There was also Mary Lindell, a British woman married to a French aristocrat who operated for MI9 and SIS in France. With a steely and tenacious spirit she aided many escapers and evaders and risked her life on many occasions, including periods in prison run by the Nazis. Although seriously ill in hospital in 1942, she discharged herself to be able to save the Cockleshell Heroes – the only 2 survivors of the command raid Operation Frankton. Still wanted by the Nazis, she was arrested in 1943 and suffered torture in prisons and concentration camps. Her spirit unbroken, she was described as one of the most colourful agents for MI9.

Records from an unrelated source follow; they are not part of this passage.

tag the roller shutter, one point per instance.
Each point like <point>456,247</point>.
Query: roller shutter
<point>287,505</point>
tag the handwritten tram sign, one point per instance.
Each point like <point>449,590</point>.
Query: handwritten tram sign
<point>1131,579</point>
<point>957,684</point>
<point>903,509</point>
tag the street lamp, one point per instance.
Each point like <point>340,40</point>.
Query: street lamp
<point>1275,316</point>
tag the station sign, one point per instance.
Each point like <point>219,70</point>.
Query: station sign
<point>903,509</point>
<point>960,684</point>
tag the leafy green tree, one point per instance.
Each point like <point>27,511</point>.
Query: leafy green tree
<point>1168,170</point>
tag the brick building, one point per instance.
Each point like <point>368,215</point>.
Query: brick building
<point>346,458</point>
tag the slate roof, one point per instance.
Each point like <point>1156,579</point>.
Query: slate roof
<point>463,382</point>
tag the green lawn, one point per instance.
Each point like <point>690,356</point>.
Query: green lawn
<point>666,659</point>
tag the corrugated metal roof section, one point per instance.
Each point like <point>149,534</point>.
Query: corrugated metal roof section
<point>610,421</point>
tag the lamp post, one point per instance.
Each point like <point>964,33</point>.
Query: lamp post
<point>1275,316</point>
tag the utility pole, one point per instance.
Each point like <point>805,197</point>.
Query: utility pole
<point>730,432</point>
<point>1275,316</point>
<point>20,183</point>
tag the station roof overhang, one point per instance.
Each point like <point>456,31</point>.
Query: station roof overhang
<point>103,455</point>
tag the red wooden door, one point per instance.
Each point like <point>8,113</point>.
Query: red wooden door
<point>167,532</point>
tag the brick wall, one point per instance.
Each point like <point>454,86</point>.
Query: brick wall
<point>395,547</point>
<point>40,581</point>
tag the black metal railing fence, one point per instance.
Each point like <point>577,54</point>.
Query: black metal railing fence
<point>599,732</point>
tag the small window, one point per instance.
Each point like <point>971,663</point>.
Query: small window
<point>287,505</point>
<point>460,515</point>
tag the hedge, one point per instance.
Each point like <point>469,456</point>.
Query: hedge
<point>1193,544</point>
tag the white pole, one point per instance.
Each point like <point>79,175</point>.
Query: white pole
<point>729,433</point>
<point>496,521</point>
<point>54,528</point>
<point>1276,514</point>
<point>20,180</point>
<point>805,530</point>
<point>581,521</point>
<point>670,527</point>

These women, and thousands of male helpers and guides, all played their part in numerous escape lines that included the Pat Line, the Rome Escape Organisation, the Shelburne Line and other sea evacuations. Many did not survive and paid with their lives for helping the escape lines.

MI9 – THE LEGACY

Traditionally MI9 has been seen as an organisation that ran escape lines and agents, and this was indeed true and constituted a large part of its work. However, it is now clear from Helen Fry’s new research that MI9 was also engaged in intelligence and counter-espionage work – some of that along the lines traditionally thought of as the domain of MI6. It ran its own agents, but was also carrying out espionage and surveillance on German agents and spies. It leads to a new understanding of the relationship between MI6 and MI9.

MI9’s intelligence-gathering was vast and included debriefing returning airmen, soldier, agents and members of the escape lines who had to be exfiltrated back to Britain. They provided a vast amount of information from enemy territory that could be used in future training and printed in the MI9 bulletins. Amongst examples of intelligence gathered was that of a military nature on enemy defences, ports and sea defences, Axis fighting units, and general life and circumstances behind enemy lines. There had been no precedent for escape work combined with intelligence in the First World War. The official declassified history of MI9 in the National Archives states that ‘clandestine escape work as a specialist form of intelligence was an entirely new development.’

From its small beginnings in 1939, MI9 evolved into a highly efficient branch of military intelligence. The true success of the escape lines would only be realised at the end of the war when it became known that, in spite of the dangers and difficulties of German occupation, around 35,000 Allied soldiers and airmen made it back to Allied Lines because of MI9. MI9’s legacy deserves recognition as an intelligence organisation and should be placed alongside the wider intelligence operations of WWII.